What is far more probable on the Iranian side is that the Revolutionary Guards would be revitalised to spearhead a vigorous campaign in Iraq, and to back retaliation against US allies in the western Gulf (including strikes against their oil facilities). This strategy might evolve over many weeks or even months - just as in Iraq four months passed between the termination of the Saddam Hussein regime and the first big indication of the war that was unfolding, the bombing of the United Nations headquarters in Baghdad in August 2003.
It is also as certain as can be that the Iranians would seek every means possible to speed the development of nuclear weapons. These two processes - Iran's deepening involvement in Iraq and its intensified nuclear programme - would in turn provoke further US military action, involving both the deployment of ground forces across the border from Iraq and repeated air-raids.
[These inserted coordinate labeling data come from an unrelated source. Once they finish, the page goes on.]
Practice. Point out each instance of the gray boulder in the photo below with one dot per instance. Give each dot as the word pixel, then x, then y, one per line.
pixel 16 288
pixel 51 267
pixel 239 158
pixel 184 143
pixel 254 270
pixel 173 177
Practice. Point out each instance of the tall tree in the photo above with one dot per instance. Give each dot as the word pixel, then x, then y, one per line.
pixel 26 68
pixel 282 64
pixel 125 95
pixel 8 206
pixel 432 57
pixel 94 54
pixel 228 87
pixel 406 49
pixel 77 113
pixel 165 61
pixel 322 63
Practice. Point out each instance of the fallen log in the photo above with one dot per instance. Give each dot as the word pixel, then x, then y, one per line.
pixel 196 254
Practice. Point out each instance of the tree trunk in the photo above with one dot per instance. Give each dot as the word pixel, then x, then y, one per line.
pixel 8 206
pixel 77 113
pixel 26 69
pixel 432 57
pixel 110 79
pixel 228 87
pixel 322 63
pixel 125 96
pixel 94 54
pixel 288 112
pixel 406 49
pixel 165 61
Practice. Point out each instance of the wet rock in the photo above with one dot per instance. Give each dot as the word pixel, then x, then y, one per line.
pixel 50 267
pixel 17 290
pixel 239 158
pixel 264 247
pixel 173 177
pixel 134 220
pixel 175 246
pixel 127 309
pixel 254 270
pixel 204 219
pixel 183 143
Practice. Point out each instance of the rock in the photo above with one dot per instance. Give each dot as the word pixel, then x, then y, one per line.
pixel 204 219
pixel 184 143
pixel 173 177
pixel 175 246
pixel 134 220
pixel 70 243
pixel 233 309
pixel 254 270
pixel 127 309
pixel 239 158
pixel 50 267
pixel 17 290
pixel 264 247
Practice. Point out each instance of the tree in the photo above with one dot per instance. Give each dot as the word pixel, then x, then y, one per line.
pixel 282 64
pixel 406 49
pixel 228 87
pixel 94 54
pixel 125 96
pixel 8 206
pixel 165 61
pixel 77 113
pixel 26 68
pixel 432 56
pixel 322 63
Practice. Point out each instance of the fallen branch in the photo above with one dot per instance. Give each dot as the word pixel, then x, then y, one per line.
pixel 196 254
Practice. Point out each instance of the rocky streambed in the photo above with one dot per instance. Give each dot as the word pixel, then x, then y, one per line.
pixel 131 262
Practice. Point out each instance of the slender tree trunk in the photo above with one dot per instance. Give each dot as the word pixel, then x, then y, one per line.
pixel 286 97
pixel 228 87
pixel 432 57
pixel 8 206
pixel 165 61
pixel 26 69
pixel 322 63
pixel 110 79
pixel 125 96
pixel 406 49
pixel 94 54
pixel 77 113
There is more. As a war with Iran escalated, the impact on the al-Qaida movement would be galvanising. Al-Qaida might have little or no affinity for Shi'a Iran but the Islamic identity of the republic would in the midst of war against the "great satan" transcend confessional differences. Islam would be under renewed attack in a new theatre of war, and that war would moreover be covered in great depth by the regional satellite news-channels with their commanding, engaged audiences across the middle east and beyond.
A perilous moment
This is only the rudimentary outline of the broad, probable consequences of a United States war with Iran. There must be many more detailed calculations available to strategists in the Pentagon and military colleges across the US. But whether the Pentagon or openDemocracy is the preferred source, this sketch is already enough to indicate why many among the US military - as well as senior figures in the US state department - are strongly opposed to the idea of an escalating conflict with Iran.
Such internal dissent over the drive to war also means that a sudden, large-scale attack by the United States on Iran remains unlikely. What becomes more plausible by the week is that a spark might start a conflagration - a war not entirely by accident but not by direct design either. And once it started, there would be little prospect of turning back.
In this dangerous environment, it may be that international leadership is the best hope of leading a process that offers a route away from confrontation. Amid the feverish rhetoric, almost the only actor who is championing the diplomatic option and cooling the temperature is Mohamed ElBaradei, director of the International Atomic Energy Agency (IAEA). ElBaradei's initiative in securing agreement with Iran on 27 August 2007 over a timetable for resolving the disputed nuclear issues provoked intense opposition among leading western states, but it may represent the basis of a way forward. It will need to find support among the political power-brokers if this perilous moment is not to end in another devastating war.